I’ve also worked with moms who struggle to find things to be grateful for. Of course, the gratitude-industrial complex has an answer for that. I recently saw something on a mindfulness-related Twitter feed reminding people to be thankful for clean air and water and a warm home. We should all no doubt be thankful for these things, as they are critical to sustaining life. However, they provide little consolation to someone who is lonely and depressed.
In my experience, the mandate to feel grateful can be experienced by some as invalidating, the equivalent of someone saying to them, “You have [food/clean water/a great family/etc.], so quit your whining and buck up!” But of course depression, stress, and anxiety don’t work that way. If there’s anything we’ve learned from high-profile suicides like Robin Williams’, it’s that having a ton to be grateful for (money, family, career success) does not protect anyone from mental illness.
One of the things we talk about in cognitive-behavioral therapy is the need for people to accept their negative emotions and show compassion towards themselves. So what I try to do during the gratitude season is let moms know that they can feel grateful and still feel sad, or that they might not feel grateful, despite having First World comforts, and that this is okay, too.

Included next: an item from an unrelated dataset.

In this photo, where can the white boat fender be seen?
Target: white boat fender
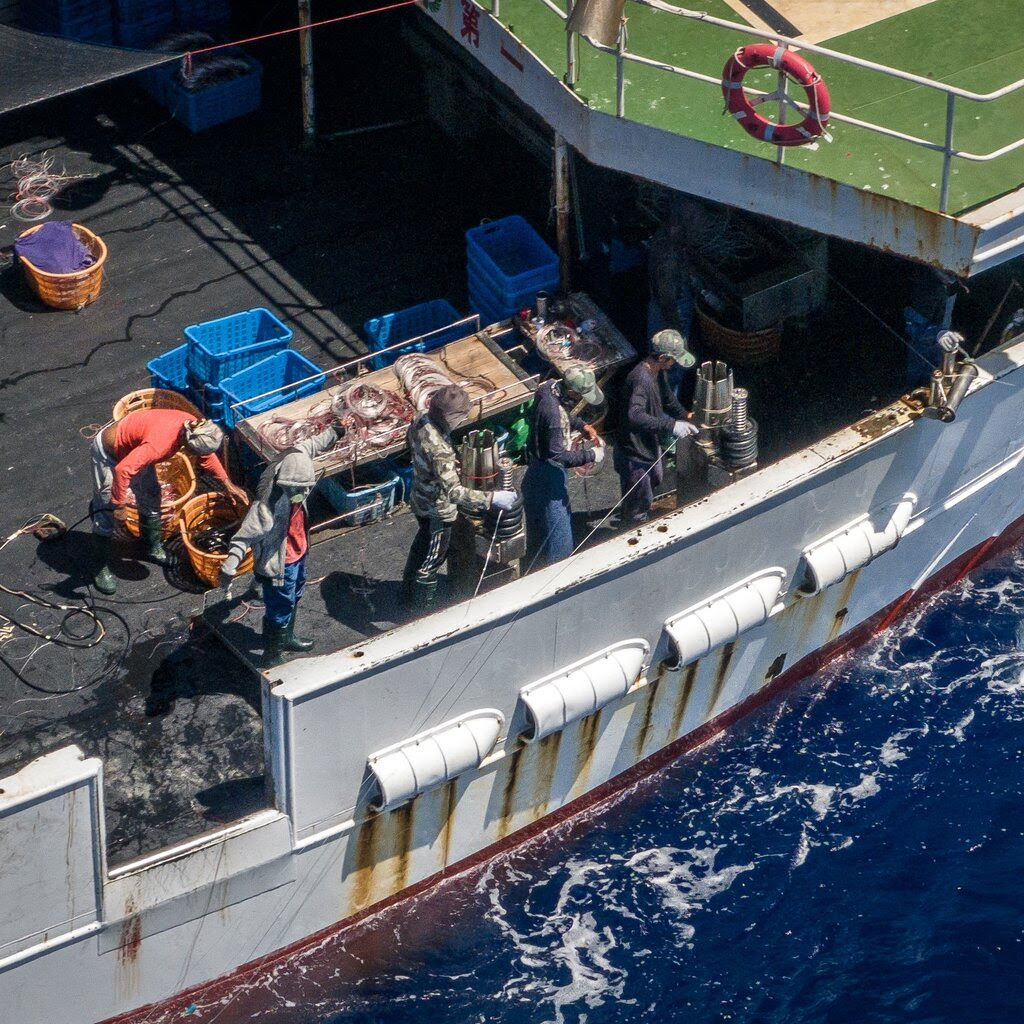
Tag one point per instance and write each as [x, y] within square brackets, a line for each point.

I guess what I’m saying is that I’m okay with Oprah and everyone else talking about gratitude. But I think all of those articles and posts and tweets about the importance of practicing gratitude should also come with footnotes like these:
It’s okay if you try to think of something to be grateful for but can’t.
It’s okay if you are grateful for some aspects of your life but not others.
It’s okay if you have everything in the world to be grateful for and still don’t feel happy.
Now that’s a Thanksgiving message that I can get behind.